The Central Bank of Nigeria’s third quarter “Credit Conditions Survey” reveals widespread default is expected from loans across businesses.
The report which is Published quarterly by the Central Bank surveyed Lenders and bank staff, who were asked about trends and developments in credit conditions in the current and next quarters.
The survey is broken down into three broad categories;
- Secured and unsecured lending to households
- Lending to non-financial corporations
- Small businesses and non-bank financial firms.
The CBN also uses this survey as an input when carving out monetary policies.
According to its survey “corporate loan performance as measured by the default rates deteriorated in the review quarter and was expected to further deteriorate for all sized businesses in Q4 2016. Similarly, losses given default on lending to all size businesses deteriorated in Q3 2016.”

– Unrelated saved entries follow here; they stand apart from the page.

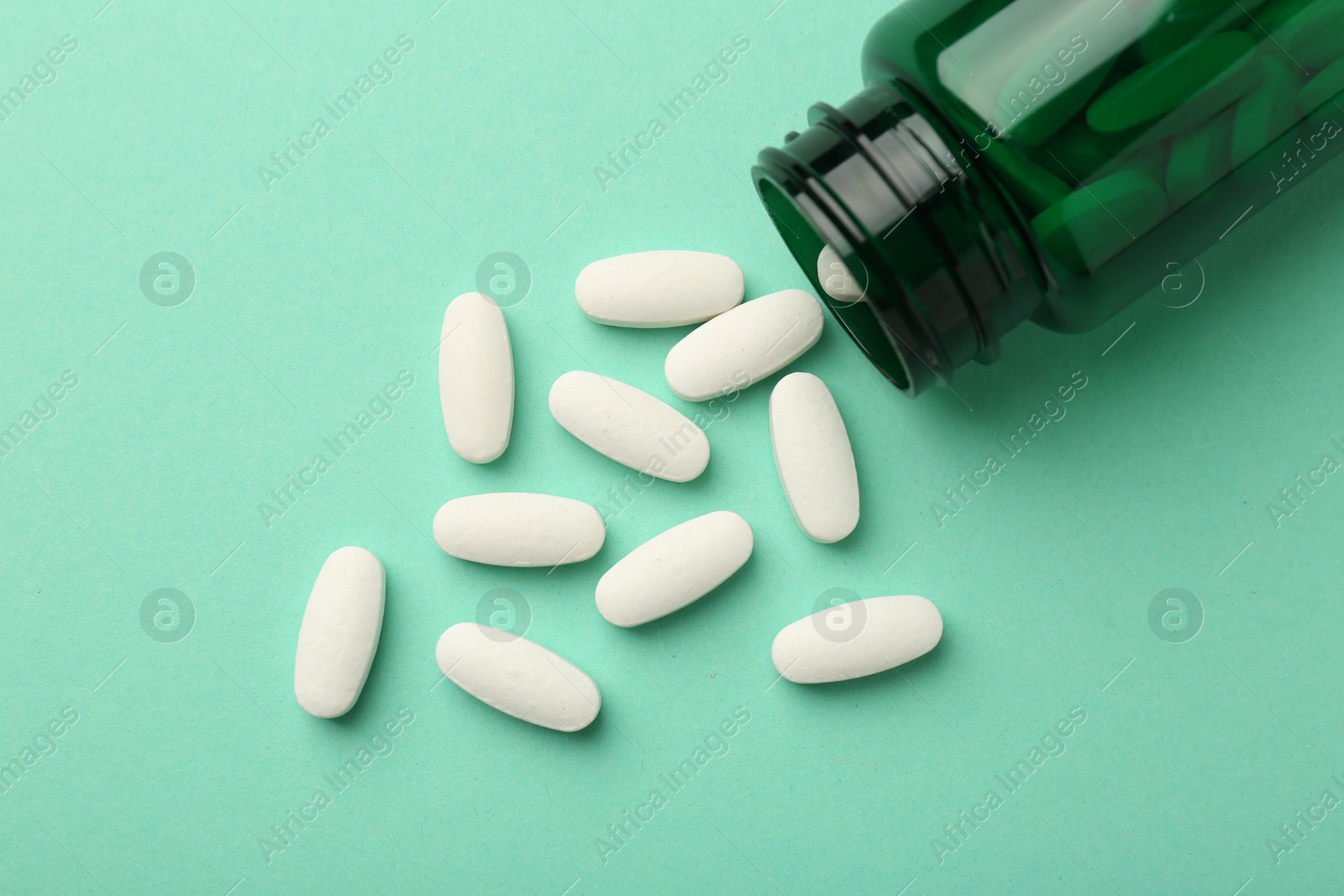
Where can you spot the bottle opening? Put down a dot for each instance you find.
(898, 238)
(858, 317)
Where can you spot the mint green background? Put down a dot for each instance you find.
(320, 291)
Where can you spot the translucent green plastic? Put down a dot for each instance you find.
(1126, 134)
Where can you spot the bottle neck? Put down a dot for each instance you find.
(936, 265)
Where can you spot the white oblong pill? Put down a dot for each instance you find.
(674, 569)
(858, 638)
(517, 676)
(476, 378)
(629, 426)
(743, 345)
(669, 288)
(835, 277)
(813, 457)
(519, 530)
(339, 637)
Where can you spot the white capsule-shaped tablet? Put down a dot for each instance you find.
(519, 530)
(517, 676)
(674, 569)
(858, 638)
(669, 288)
(813, 457)
(476, 378)
(339, 636)
(837, 278)
(743, 345)
(629, 426)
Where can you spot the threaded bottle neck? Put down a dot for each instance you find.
(938, 264)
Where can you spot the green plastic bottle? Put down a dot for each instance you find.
(1046, 159)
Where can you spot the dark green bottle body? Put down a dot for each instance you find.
(1082, 150)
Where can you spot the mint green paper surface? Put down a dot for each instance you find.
(316, 288)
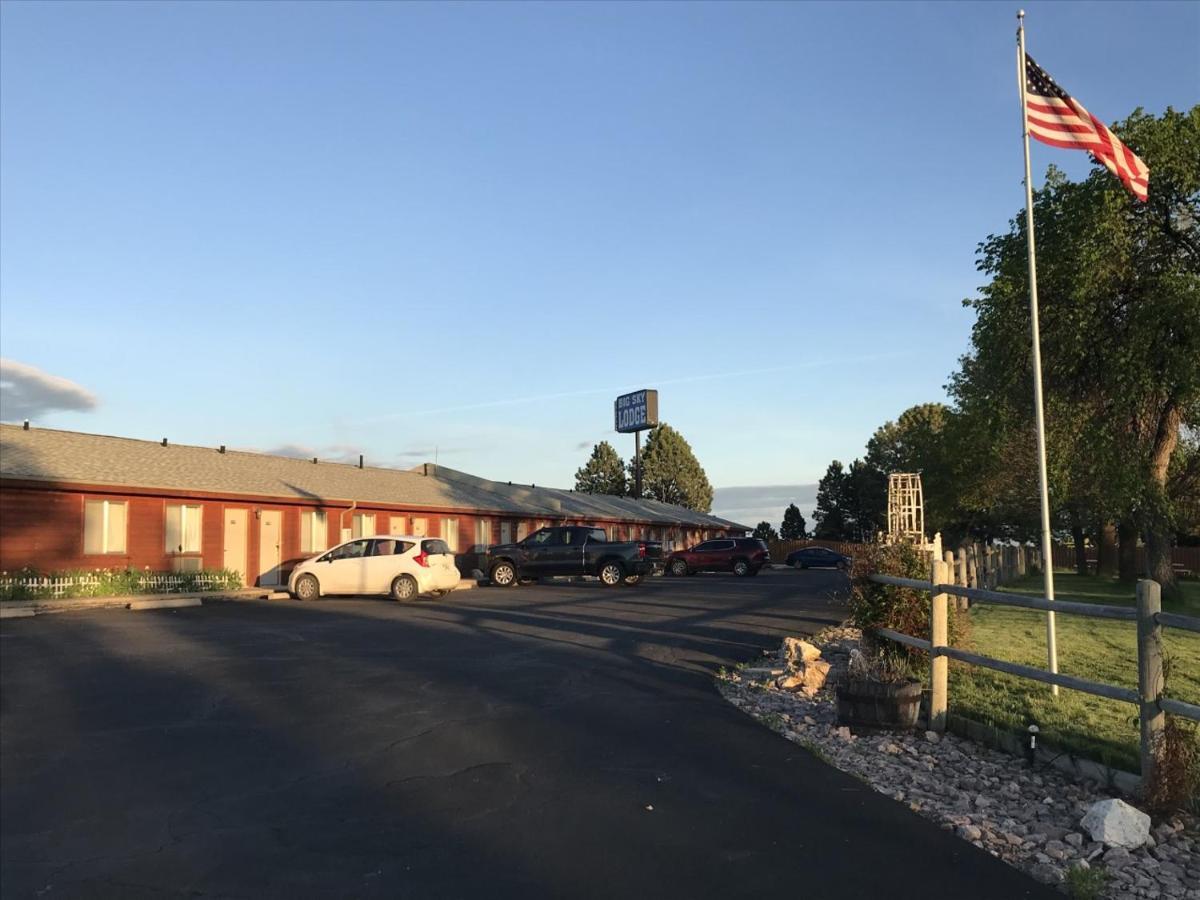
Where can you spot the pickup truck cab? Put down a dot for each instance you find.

Most Nigerian companies are expected to report high profitability declines stemming from a fall in consumer demand, high cost of goods and servicing and poor liquidity in the economy. These all affect cash flow and the ability of small businesses to meet their loan obligations.
The CBN also reported that respondents also opined that loan applications from Household were also on the increase due to “brighter economic outlook and changing appetite for risk”. However, lenders reduced their loan approvals as they believed a lot of the applicants did not meet their credit scores.
In an apparent quandary, the survey also concluded that lenders were not willing to lend to borrowers with loan to value ratios of under 75% or over 75%.
In confirmation of what we have also observed, Lenders reported that the overall spreads on secured lending rates to households relative to MPR widened in Q3 2016 and was expected to further widen in the next quarter.
As expected, spreads on loans to small, medium size firms widened negatively impacting on the proportion of loan applications. Respondents also opined that this is expected to continue to reduce in the third quarter.
With credit increasingly becoming risky and thus reducing, the private sector is unlikely to be relied upon to jump start the economy. More businesses are likely to close while those who have loans could likely experience high default rates.